Well, it is none of my business. But one thing my mother always told me was to be honest and direct with people, even if you were afraid they weren't going to like what you had to say. Maybe they wouldn't, and you'd lose a friend. But maybe they would, and you'd gain everything. 

"Yeah, well..."  Mark sighs, sitting back down: "This thing... it's hard to say. It's pretty messed up, to be honest."

It is, yes. It flies in the face of a lot of social niceties. There will be questions about impropriety and whether it's proper or not. Some might even say you're being seriously creepy, talking to her about that just after getting dumped by Farashuu-

"Wow, don't spare me or anything."

Well, that's the point, Mark. Life's too short for people like you to be hung up on things like that. If you think you love my mother, then go tell her. And tell her Now. Don't wait for the right time or the next time, because it might not come. 

Just tell her, and pray it's what she's been wanting to hear, all along. 

Mark looks at him, and then at the coffee. Then he downs the whole cup, puts it down on a table, and gets to his feet.

"I'd appreciate some privacy when I call," he asks: "If you don't mind."

I'll do my best not to hear a word, Thomas says, smiling. 

And, with that, Mark leaves the room. That may be a hopeful smile on his face. It may be a nervous one. Thomas isn't 100% certain which. 

You did well, someone says to him as soon as Mark's well out of earshot.

Did I? I thought I overplayed my hand a little. 

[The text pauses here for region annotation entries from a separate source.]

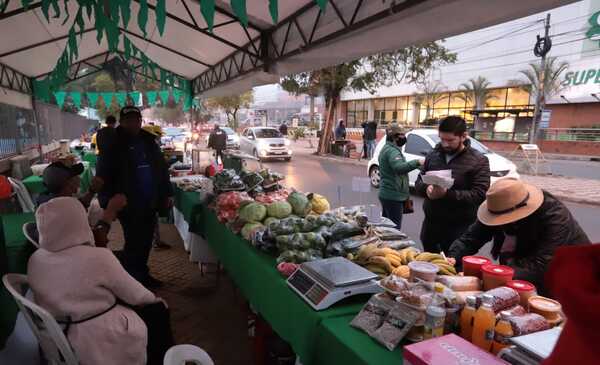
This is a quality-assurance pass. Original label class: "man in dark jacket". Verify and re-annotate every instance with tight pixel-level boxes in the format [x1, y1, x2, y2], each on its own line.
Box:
[208, 124, 227, 163]
[98, 106, 173, 287]
[447, 179, 591, 295]
[415, 116, 490, 252]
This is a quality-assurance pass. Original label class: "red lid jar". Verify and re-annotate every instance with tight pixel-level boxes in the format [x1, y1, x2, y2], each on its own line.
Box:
[506, 280, 537, 309]
[463, 256, 492, 279]
[481, 264, 515, 290]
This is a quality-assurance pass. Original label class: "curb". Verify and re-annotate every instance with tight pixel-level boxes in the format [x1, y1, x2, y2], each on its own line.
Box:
[309, 153, 600, 206]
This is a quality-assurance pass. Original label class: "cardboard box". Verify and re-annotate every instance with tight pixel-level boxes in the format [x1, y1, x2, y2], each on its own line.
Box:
[403, 334, 508, 365]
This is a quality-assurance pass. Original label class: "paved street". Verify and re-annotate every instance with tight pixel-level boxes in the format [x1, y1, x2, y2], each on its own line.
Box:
[265, 142, 600, 242]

It's enough for them to know you suspect a few things. 

And you don't think I gave away too much?

I think you reminded them of something important, Thomas. I also think that, in the end, the seeds you've planted are going to make for one heck of a tree.

But when does it crash down?

Soon, the voice says, taking Thomas' hand: And when it does, you'll be ready for it. I promise.  

I hope so, Thomas says: I feel so limited, having to wait. Having to move one step at a time. It's like I'm walking through a story where I know the ending, but that I have to follow to its conclusion instead of just jumping to the end.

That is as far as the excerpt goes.